Vitex (Vitex agnus-castus) is a plant used in medicine for hundreds of years. Also known as "pure tree", it is often regarded as a remedy for women's health problems. Vitamin supplements usually contain extracts of fruit and / or seeds of the plant.
Vitex can affect levels of our hormones in many ways. For example, it is said that its support the release of luteinizing hormone and increases the levels of progesterone (a hormone known to play a key role in regulating the menstrual cycle). It is also believed that vitex affects the level of prolactin, which is involved in stimulating breast development and milk production in women.
Application of Vitex
Vitex has been used as a traditional medicine for many conditions affecting women such as postpartum haemorrhage and hormonal disorders. The name "pure tree" comes from folk belief, that vitex is able to suppress the libido.

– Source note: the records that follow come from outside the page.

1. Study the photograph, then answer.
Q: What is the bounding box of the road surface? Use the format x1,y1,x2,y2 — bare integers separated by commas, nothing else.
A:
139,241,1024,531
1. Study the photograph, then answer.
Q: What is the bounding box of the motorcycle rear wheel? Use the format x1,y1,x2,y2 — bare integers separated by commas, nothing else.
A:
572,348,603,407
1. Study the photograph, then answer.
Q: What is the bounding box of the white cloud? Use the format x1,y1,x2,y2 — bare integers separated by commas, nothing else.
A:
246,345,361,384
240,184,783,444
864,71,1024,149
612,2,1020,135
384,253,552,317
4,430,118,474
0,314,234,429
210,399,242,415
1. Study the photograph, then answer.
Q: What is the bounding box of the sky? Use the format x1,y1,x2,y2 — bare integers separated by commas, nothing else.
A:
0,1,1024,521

In alternative medicine, vitex is often used to treat the following problems:
- Premenstrual syndrome (PMS),
- Fibrocystic breast disease,
- Infertility in women,
- Severe, painful and heavy menstruation,
- Symptoms of menopause,
- Benign hypertrophy of the prostate gland,
- Diseases of the joints.
In addition, it is said that vitex affects the increase in breast milk production.
Although there is a lack of large-scale clinical trials testing the anxiety, some studies suggest that this herb may protect against certain diseases. Here are a few potential health benefits that vitex supplementation provides us with:
1) Premenstrual syndrome
In a report published in the journal "Planta Medica" in 2013, researchers reviewed 12 previously published clinical trials investigating the impact of vitex on women's health. Despite some limitations in the analyzed studies, the results indicate that vitex may be beneficial in the treatment of premenstrual syndrome.

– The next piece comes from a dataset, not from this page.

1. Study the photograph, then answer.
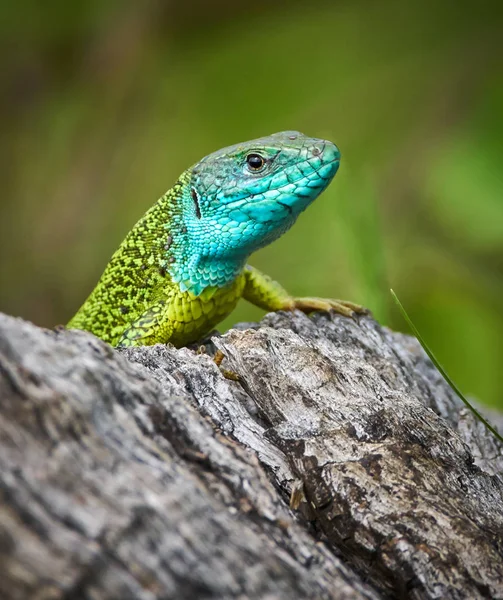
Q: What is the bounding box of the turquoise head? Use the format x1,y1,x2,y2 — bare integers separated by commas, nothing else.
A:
173,131,340,292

In a more recent study (published in Advances in Therapy in 2014), taking an Vitex once a day for three menstrual cycles seemed to reduce the intensity of premenstrual syndrome symptoms such as bloating, irritability, headache and skin problems. The study included 60 women aged from 18 to 44 years.
2) Symptoms of menopause
In a study review published in the Journal of Alternative and Complementary Medicine in 2009, scientists have found some evidence that vitex can relieve menopausal symptoms. However, the authors note that there are currently no rigorous clinical trials testing the effect of vitex in women during menopause. However, the results so far are promising.

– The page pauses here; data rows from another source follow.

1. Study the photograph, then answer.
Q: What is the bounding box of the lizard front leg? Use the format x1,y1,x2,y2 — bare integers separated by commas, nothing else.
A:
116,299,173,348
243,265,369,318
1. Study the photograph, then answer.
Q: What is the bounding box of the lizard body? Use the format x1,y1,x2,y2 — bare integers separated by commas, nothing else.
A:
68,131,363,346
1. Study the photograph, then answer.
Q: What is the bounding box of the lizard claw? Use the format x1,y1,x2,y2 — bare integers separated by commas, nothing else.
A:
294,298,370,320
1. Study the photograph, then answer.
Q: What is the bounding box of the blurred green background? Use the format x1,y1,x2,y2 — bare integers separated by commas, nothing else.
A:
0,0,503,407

Dietary supplement containing a mixture of vitex, green tea, L-arginine, vitamins (including folic acid) and minerals can help improve fertility in women, suggests a study published in Clinical and Experimental Obstetrics & Gynecology in 2006.
The study included 93 women (aged 24 to 42) who tried unsuccessfully to get pregnant within 6 to 36 months. After three months of testing, 26 percent of those treated with the vitex supplement became pregnant (compared to only 10 percent of those receiving placebo). This finding suggests that dietary supplements can be an alternative or an addition to conventional infertility treatments (according to the study's authors).
Side effects and safety of use
Vitex may cause a number of side effects, including; bleeding between menstruation, dry mouth, hair loss, headache, pruritus, mild digestive disorders, nausea, rapid heartbeat and skin rash.
Pregnant or breastfeeding women should not take Vitex. In addition, people with hormone sensitive diseases (such as endometriosis, uterine fibroids and breast, ovarian or prostate cancer) should not take vitex. Because vitex may affect the level of dopamine (a neurotransmitter), people with Parkinson's disease, schizophrenia or any other dopamine-dependent disease should avoid vitex (unless the attending physician recommends otherwise).
In addition, there is concern that vitex may reduce the effectiveness of oral contraceptives or hormone replacement therapy.
The information in this article is intended for educational purposes only and is not a substitute for advice, diagnosis or treatment provided by a qualified physician. The article is not intended to cover all possible precautions, drug interactions, circumstances or side effects.